While Iran's support alone may not have been of very high concern, the fact that other Arab states have shown solidarity with Palestinians is to be factored in. These include Egypt, Algeria, Bahrain, Morocco, Turkiye, Yemen, Tunisia and Kuwait.
Global organizations are concerned over the possible impact, even if not immediate, on crude oil and energy prices, as the Arab world thronged in support of Hamas.
The International Energy Agency, in its latest monthly oil market report, said, while the Israel-Hamas war had not yet had a direct impact on physical supply, oil markets would "remain on tenterhooks" as the crisis unfolds.
"The Middle East conflict is fraught with uncertainty and events are fast developing," the IEA said in its report.
Investors are closely monitoring the potential for output disruptions in the Middle East.

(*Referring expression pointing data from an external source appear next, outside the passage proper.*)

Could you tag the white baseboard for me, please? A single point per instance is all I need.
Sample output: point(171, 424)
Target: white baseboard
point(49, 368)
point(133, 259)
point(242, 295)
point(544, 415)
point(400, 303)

The IEA further noted that the Middle East accounts for more than one third of the global seaborne oil trade, and the Israel-Hamas conflict has ratcheted up fears that regional energy production may be affected.
A disruption in crude oil and energy supply would again lead to spiraling energy prices which had eased a bit and given economies a breather. On 1 July, 2023, the energy price cap dropped to ILS 1,976 and fell further on 1 October, 2023 to ILS 1,834, but it is still significantly higher than what it was in late 2021 before the energy crisis hit. The benchmark WTI crude oil has fallen off from the May 2022 levels of $121/barrel to $83/barrel.
"If crude price rises then the freight component will increase. Otherwise, I do not see any other major impact - unless, the Suez Canal shuts down, which is quite a distance from Israel," said a source.
Outlook
Higher oil and energy prices will inevitably raise costs of goods and services and lead to widespread inflation.
The International Monetary Fund has already sounded the alarm bell that the Israel-Hamas war could spur inflation and hamper global growth if it turns into a wider conflict that causes a significant increase in oil prices.
Gita Gopinath, IMF First Deputy Managing Director, in an interview to Bloomberg, said, that a 10% increase in oil prices leads to inflation being 0.4 percentage points higher a year later. Under that scenario, global output falls by 0.15 percentage point. That would add to an already difficult environment for inflation and growth that is challenging central banks.
Further inflationary pressures would have an eventual negative impact on all commodities, including steel, as end-users see an inevitable dip in consumption.